UPDATE: DeMint's Democratic Challenger Has Also Noticed He's Running Against Someone Who Puts Politics Ahead Of Public Safety
Chad McGowan is a Democratic opponent of DeMint's and on New Year's Eve his campaign issued this press release.
First we found out that Senator Jim DeMint is the sole reason America had no one in charge of air security when Al Qaeda terrorists tried to blow up an airliner over Detroit last week.
DeMint's been blocking Erroll Southers' Senate confirmation as Director of the Transportation Security Administration, in spite of his qualifications for the job and bi-partisan support.
Now, we find out that putting politics ahead of our families' safety is a pattern with Senator DeMint.
In 2007, DeMint was one of only 8 Senators who voted against explosives detection equipment and training for the TSA. You read that right. DeMint was one of only 8 Senators who voted against the Improving America's Security Act of 2007, an act that, among other anti-terrorism measures, authorized $250 Million for explosives detection equipment and training for the TSA.
"Jim DeMint has a long history of putting his political agenda ahead of our safety," said US Senate candidate Chad McGowan. "It's not just one time.
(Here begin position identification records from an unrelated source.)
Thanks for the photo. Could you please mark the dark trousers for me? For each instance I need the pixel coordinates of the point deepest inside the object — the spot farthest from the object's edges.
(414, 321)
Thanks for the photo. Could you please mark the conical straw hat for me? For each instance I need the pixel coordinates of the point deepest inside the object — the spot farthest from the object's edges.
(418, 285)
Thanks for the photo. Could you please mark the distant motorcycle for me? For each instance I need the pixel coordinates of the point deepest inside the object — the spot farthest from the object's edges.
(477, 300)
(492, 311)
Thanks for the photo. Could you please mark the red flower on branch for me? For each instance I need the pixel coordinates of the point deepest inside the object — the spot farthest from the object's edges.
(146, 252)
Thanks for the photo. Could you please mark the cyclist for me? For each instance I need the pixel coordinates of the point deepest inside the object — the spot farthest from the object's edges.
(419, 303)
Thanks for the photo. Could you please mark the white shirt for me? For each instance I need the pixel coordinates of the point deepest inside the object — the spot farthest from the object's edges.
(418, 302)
DeMint plays politics with our safety over and over again. That's not what South Carolina needs and it's certainly not what America deserves, especially now."
McGowan repeated his call for DeMint to stop blocking the confirmation of America's TSA Director.
"DeMint needs to stop playing his political games and start worrying about our safety. He says he wants a vote on the nominee. So let's have a vote, up or down. Right now."